Foto: Helena Wolfenson

“Vixe, um monte de coisa, eu tinha a turnê de lançamento do Grandeza em Portugal e mais umas 40 datas entre abril e agosto na Europa”, lembra Sessa quando o pergunto sobre seus planos para esse ano que foram atropelados pela pandemia. Quarentenado em São Paulo, começou a trabalhar nos passos seguintes após seu disco de estreia, antecipando planos e lança em primeira mão no Trabalho Sujo o primeiro single após aquele disco, “Sereia Sentimental”.

“‘Sereia Sentimental’ é uma música que eu já vinha arranjando pensando num som novo pra um próximo trabalho, é um registro de um tatear no escuro por esse som”, me explica o músico paulistano por email. “As músicas do Grandeza ficam na minha cabeça muito ligadas ao jeito que eu fiz o disco, compondo e gravando tudo meio junto, misturado, entre turnês, em sessões curtas de um, dois dias. “Sereia Sentimental” eu fui pensando, fazendo com mais calma, aconteceu essa coisa de eu usar uma bateria numa música minha que é algo que eu nunca tinha feito antes, mas veio nesse processo de caçar um som, eu ficava ouvindo esse chimbauzinho sacana…”

A bossinha molenga foi gravada em plena quarentena num processo à distância com os outros músicos, o baterista d’O Terno Biel Basile e o baixista norte-americano Mikey Coulton. “Gravei as coisas em casa aqui na Consolação com a motos passando, ai mandei pro Biel botar a bateria em cima e depois pro Mikey botar o baixo e mixar em Nova York”, ele continua. “Confesso que foi um pouco esquisito, eu nunca tive muito tesão em tocar todos os instrumentos numa música, sabe? Pra mim gravar sempre foi uma coisa de botar um monte de gente junta no estúdio pra ver onde a coisa ia dar, na bagunça. Agora teve que ser diferente, mas foi legal também. ”

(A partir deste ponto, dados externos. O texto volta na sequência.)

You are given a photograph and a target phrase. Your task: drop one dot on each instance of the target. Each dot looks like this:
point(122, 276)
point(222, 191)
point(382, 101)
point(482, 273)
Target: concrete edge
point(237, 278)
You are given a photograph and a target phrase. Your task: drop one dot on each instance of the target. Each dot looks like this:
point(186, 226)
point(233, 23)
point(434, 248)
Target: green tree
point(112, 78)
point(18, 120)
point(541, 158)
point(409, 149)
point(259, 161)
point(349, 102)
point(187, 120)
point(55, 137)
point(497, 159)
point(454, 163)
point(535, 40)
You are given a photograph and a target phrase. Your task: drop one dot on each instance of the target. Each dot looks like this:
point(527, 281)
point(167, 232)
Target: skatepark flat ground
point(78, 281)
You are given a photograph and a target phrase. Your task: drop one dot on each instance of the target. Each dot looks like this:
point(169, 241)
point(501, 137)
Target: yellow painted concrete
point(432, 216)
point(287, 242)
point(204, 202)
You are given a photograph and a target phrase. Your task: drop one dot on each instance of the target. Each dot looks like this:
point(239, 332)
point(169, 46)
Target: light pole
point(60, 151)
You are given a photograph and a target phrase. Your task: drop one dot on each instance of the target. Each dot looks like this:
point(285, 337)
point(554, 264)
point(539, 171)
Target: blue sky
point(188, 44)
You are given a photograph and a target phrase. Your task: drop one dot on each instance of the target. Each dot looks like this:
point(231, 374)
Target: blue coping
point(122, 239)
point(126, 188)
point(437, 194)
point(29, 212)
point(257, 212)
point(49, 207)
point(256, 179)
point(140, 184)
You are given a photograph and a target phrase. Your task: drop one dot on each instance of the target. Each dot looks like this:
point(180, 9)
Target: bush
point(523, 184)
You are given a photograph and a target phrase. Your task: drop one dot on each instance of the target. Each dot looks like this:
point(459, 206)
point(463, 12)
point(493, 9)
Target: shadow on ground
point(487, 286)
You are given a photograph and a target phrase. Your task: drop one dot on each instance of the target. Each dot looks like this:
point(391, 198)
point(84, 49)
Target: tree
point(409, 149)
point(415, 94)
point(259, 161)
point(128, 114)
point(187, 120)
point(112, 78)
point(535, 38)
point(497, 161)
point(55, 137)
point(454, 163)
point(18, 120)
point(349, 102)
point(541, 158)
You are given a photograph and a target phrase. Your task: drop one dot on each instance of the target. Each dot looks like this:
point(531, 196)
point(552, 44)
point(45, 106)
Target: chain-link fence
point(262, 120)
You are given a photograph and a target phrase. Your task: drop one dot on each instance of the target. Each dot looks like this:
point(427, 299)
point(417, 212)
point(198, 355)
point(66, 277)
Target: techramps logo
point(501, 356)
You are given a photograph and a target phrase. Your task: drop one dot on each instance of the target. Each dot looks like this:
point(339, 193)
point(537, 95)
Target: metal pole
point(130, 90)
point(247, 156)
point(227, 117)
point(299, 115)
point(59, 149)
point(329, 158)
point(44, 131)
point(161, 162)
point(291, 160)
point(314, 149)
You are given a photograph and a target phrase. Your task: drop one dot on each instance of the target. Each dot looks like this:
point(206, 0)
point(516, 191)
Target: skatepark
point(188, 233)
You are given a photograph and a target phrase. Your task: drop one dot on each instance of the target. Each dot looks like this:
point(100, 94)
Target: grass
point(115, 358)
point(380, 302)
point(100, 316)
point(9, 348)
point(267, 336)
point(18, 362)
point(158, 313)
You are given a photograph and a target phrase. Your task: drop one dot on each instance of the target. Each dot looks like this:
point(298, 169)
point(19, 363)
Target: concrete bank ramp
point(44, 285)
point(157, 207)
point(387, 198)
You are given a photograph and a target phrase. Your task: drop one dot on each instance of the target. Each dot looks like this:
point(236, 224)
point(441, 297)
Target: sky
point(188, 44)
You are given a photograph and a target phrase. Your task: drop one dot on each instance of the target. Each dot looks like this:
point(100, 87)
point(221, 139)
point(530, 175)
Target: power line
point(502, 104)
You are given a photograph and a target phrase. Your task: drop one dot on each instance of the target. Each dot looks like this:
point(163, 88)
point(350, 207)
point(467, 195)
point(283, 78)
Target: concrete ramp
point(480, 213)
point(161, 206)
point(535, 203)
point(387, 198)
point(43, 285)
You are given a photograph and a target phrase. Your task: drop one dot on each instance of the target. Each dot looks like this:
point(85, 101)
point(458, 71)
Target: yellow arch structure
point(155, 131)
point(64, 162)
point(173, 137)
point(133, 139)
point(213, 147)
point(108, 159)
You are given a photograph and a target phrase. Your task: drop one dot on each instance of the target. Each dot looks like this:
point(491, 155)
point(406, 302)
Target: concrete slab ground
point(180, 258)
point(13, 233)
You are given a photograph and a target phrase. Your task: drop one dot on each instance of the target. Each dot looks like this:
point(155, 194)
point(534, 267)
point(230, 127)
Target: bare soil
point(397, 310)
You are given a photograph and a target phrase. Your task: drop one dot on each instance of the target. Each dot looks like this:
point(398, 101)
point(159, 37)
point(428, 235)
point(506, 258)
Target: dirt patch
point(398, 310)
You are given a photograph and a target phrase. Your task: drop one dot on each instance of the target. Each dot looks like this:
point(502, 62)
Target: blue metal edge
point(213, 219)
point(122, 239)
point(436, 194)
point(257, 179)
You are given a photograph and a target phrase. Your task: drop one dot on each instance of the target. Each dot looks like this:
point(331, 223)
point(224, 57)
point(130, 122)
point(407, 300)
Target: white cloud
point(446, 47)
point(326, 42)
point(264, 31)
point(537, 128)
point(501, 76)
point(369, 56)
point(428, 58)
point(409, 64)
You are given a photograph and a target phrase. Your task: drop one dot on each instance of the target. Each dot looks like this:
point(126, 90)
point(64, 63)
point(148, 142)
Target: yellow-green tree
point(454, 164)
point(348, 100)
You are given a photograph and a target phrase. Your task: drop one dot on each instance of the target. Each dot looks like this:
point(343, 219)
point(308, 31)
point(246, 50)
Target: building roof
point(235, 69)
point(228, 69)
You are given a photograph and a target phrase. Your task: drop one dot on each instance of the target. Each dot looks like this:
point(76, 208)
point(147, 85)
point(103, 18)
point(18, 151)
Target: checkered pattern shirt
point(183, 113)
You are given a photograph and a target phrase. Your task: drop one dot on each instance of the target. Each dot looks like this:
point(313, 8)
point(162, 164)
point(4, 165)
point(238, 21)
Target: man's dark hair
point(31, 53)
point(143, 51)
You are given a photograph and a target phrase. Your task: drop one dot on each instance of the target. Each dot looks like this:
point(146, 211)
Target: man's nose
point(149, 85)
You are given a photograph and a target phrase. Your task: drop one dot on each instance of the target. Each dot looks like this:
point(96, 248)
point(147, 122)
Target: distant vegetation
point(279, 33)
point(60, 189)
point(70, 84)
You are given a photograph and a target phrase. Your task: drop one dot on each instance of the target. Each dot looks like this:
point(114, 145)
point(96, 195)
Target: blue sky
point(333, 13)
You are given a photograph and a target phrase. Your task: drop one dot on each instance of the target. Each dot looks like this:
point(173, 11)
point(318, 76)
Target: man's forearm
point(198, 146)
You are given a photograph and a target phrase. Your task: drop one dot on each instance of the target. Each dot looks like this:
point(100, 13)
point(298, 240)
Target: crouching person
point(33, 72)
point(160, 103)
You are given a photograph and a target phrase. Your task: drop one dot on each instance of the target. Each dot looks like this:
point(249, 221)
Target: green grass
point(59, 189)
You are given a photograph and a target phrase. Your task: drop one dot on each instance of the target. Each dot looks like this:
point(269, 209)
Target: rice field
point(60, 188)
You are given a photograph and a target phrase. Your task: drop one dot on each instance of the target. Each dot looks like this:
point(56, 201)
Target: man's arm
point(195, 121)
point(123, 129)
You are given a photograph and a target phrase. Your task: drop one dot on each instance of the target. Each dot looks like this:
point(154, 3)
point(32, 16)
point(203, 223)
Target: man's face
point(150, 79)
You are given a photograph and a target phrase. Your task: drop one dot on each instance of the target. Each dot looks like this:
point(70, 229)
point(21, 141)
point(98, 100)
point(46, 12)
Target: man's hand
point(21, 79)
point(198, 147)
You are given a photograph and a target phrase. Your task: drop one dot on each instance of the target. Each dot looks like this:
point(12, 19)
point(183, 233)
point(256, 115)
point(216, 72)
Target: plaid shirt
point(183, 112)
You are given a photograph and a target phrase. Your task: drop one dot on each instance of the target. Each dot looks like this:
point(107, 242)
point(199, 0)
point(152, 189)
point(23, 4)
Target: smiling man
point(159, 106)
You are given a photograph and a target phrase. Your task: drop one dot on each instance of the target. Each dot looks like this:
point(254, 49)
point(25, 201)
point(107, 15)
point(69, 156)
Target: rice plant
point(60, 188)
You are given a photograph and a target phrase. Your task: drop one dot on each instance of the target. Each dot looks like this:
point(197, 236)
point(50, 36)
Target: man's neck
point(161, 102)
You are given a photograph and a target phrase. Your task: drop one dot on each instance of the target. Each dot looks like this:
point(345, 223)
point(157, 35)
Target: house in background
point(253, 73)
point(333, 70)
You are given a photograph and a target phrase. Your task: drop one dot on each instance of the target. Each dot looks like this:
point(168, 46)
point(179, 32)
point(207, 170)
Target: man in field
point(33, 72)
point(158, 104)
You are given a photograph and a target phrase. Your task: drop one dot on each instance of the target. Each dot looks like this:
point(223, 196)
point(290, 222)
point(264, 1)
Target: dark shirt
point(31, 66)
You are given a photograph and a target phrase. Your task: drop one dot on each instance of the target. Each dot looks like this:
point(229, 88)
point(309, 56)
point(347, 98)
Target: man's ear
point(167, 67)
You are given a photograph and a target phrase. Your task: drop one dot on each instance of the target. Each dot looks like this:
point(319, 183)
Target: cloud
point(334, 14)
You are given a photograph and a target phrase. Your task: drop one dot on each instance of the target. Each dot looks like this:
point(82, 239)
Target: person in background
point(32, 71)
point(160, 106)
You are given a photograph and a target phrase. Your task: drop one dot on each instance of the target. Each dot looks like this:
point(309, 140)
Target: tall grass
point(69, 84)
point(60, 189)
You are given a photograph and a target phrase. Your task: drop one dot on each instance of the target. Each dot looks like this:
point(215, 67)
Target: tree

Sessa, como muitos, aproveita a quarentena para uma fase inevitavelmente mais introspectiva da vida. “Tenho tentado cuidar da casa, da comida, da cabeça, do corpo e das pessoas próximas. Dias melhores e dias piores, não é? Tenho também tomado cuidado pra não ficar me cobrando pra sair desse período com um disco escrito. Acho isso meio perigoso, encarar tudo o que está acontecendo, sem nem compreendermos direito o que isso é, já é uma tarefa entanto…”, divaga.

E quando pergunto sobre o que ele está achando deste período, ele vai além: “Bom, no Bolsonaristão, acho que sempre vale reiterar que esse período apresenta um problema sério e real: tem um vírus contagioso, sobre o qual não sabemos muito, matando muita gente por ai. Ai também acho que pode ser uma janela para uma lição de humildade. Fiquei triste em ter tantos shows cancelados, e fico preocupado com a grana e a perspectiva de trabalho, é claro, mas acho que ficar focando só na falta e na perda não ajuda também. Acho que esse freio brusco na máquina do mundo é bom em certo sentido pra gente pensar pra que mundo a gente que voltar, e que seja um mundo mais justo e ecológico.” Tá certo.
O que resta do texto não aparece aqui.